TØ 7. Working with data

In this note we will look at how to plot data from a dataset. We will be using the dataset presented in this paper on “the absorption characteristics of extracted phytoplankton pigments”.

We use a DataFrame, a collection type that is similar to a table/excel-sheet, to store the data. If you are interested in learning more about these you can look at the extra material for TØ5. This weeks extra material dives into how to do calculations with a DataFrame.

The table below shows an excerpt of the dataset.

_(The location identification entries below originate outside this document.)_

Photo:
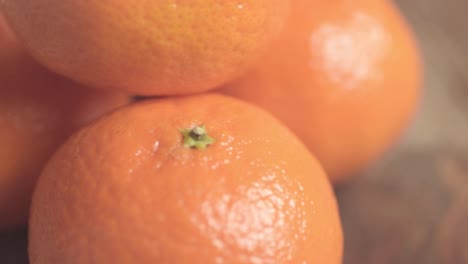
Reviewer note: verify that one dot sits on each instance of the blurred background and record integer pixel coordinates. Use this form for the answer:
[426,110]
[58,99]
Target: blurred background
[411,207]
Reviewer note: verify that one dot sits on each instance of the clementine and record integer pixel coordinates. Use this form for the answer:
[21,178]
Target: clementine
[202,179]
[147,47]
[345,77]
[38,110]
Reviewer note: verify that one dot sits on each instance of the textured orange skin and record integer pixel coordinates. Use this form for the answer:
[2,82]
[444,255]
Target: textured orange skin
[147,47]
[345,77]
[126,190]
[38,110]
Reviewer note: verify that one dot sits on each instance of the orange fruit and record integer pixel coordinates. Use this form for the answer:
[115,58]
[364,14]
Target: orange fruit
[345,77]
[202,179]
[147,47]
[38,110]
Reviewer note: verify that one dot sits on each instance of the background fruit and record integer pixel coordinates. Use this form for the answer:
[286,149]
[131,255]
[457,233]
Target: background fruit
[345,77]
[38,110]
[126,190]
[147,47]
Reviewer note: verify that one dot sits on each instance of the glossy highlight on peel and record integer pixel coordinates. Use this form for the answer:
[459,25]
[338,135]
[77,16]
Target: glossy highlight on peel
[162,47]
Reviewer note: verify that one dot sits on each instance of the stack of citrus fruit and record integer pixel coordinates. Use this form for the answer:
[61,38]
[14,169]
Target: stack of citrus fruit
[194,177]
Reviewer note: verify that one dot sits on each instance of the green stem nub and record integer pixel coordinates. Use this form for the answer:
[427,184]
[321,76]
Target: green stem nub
[197,137]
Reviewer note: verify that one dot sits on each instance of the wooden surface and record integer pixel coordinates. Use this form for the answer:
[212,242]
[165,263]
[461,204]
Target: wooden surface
[411,208]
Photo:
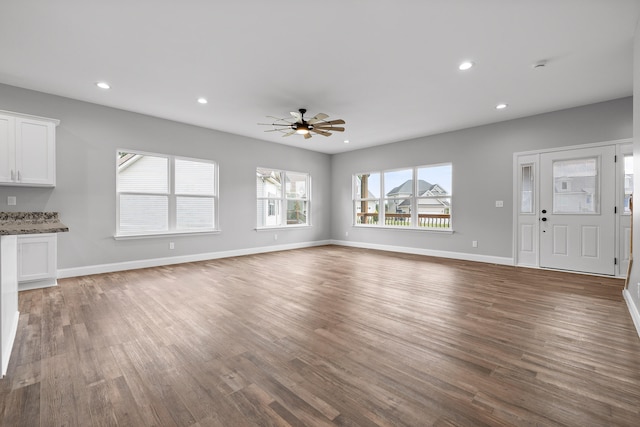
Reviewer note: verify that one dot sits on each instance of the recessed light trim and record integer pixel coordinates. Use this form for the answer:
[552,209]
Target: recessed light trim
[466,65]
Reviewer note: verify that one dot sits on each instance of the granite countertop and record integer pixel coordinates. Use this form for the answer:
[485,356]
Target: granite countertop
[30,223]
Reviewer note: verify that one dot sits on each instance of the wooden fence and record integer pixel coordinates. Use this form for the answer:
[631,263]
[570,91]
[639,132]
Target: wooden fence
[424,220]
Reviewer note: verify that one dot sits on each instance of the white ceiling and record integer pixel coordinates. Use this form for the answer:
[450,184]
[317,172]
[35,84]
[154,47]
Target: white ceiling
[388,68]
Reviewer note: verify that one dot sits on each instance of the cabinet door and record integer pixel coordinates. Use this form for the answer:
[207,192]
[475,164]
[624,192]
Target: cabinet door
[35,152]
[7,149]
[37,256]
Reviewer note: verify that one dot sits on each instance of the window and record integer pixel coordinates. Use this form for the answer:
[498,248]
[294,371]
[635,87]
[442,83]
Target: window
[576,186]
[527,188]
[279,206]
[418,197]
[161,194]
[628,181]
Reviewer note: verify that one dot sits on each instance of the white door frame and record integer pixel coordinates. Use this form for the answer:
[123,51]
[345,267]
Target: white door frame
[623,146]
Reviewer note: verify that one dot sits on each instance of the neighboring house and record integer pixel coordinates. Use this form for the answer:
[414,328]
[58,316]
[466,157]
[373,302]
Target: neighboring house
[574,194]
[269,187]
[428,202]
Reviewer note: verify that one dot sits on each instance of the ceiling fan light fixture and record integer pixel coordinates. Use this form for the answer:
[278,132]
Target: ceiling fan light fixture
[466,65]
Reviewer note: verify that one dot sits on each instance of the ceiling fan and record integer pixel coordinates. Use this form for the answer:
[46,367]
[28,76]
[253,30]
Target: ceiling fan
[297,124]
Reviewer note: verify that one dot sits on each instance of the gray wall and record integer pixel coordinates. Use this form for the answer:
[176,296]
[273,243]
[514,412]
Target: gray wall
[87,139]
[482,160]
[634,280]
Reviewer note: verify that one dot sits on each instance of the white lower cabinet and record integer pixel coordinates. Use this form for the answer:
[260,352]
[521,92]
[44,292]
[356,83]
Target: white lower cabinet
[37,260]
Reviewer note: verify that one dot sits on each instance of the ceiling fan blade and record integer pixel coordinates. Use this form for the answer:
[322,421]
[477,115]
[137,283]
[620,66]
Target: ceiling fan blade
[318,117]
[321,132]
[329,128]
[297,116]
[332,122]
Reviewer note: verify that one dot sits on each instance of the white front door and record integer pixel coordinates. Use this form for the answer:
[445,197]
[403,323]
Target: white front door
[577,210]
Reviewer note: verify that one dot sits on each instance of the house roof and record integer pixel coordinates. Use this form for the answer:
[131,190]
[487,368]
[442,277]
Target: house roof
[407,187]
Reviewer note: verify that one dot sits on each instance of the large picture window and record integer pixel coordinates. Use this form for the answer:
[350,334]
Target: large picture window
[161,194]
[283,198]
[418,197]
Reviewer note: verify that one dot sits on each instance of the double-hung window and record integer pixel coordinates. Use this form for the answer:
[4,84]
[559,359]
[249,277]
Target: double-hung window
[283,198]
[417,197]
[162,194]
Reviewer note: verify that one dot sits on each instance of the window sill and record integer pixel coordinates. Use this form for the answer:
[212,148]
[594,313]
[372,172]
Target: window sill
[164,234]
[420,229]
[282,227]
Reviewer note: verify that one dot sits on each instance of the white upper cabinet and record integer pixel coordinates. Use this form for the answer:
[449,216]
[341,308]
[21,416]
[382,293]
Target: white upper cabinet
[27,150]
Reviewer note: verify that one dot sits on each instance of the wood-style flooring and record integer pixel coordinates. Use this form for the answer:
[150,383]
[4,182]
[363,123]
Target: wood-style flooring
[326,336]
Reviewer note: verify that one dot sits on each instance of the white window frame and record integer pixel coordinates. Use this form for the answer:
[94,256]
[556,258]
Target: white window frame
[414,201]
[172,198]
[281,202]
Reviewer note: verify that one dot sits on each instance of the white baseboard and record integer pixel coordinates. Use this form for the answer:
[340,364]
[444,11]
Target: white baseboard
[428,252]
[8,344]
[156,262]
[633,309]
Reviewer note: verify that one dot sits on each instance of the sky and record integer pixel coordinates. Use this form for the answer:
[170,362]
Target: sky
[440,175]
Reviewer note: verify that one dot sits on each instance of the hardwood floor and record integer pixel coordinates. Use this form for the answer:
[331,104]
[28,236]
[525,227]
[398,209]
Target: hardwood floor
[325,336]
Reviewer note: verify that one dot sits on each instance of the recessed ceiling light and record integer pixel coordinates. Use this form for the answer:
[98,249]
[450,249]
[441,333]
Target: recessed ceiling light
[465,65]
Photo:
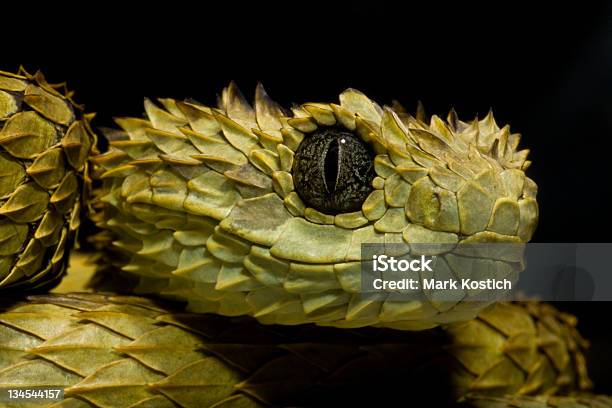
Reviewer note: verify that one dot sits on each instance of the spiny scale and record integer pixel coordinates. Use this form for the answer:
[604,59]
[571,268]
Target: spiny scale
[543,401]
[45,141]
[201,205]
[109,350]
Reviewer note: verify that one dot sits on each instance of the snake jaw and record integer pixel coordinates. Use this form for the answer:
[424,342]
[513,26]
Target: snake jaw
[204,207]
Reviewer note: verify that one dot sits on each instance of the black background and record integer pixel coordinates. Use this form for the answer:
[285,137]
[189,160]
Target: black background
[546,70]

The first column wavelength_nm is the wavelength in nanometers while the other columns are adsorptions measurements for different substances.

import pandas as pd

pigments = pd.read_csv('../../datasets/curated_abs_dataset.csv')
display(pigments)
wavelength_nm chlorophyll-a chlorophyll-b fucoxanthin prasinoxanthin
0 800.2 0.0 0.000035 0.000629 0.000128
1 799.3 0.0 0.000000 0.000588 0.000166
2 798.5 0.0 0.000000 0.000599 0.000165
3 797.6 0.0 0.000000 0.000548 0.000216
4 796.7 0.0 0.000086 0.000491 0.000086
... ... ... ... ... ...
558 324.0 NaN NaN 0.003124 0.002171
559 323.1 NaN NaN 0.003056 0.002062
560 322.3 NaN NaN 0.003098 0.002207
561 321.4 NaN NaN 0.003092 0.002202
562 320.6 NaN NaN 0.003042 0.002189

563 rows × 5 columns

1 Plotting

One of the best ways to explore a dataset is to plot it, below one column of the dataset is plotted

import matplotlib.pyplot as plt

fig, ax = plt.subplots()

# Plotting
ax.plot(pigments['wavelength_nm'], 
      pigments['chlorophyll-a'], 
1      label='Chlorophyll-a')

# These are settings to make the plot look nice
2ax.set_xlabel('Wavelength [nm]')
ax.set_ylabel('Adsorption')

3ax.legend()

# This tell Python to display the plot.
4plt.show()
1
Here we plot by picking the x-axis as the wavelength from the dataset and the y-axis as measurements of chlorophyll-a
2
Setting the x-axis name.
3
Show the label in a little box, helps if we plot multiple curves in the same figure.
4
Show the plot.

1.1 Exercise: Plotting

Use the cell below to plot some of the other columns of the dataset.

Try to plot several columns at the same time.

1.2 Exercise: Interpreting plots

Chlorophyll a is the main photosynthetic pigment, while chlorophyll b is an accessory pigment found in green algae and land plants. Use the plotted spectra to explain why having both pigments could be useful.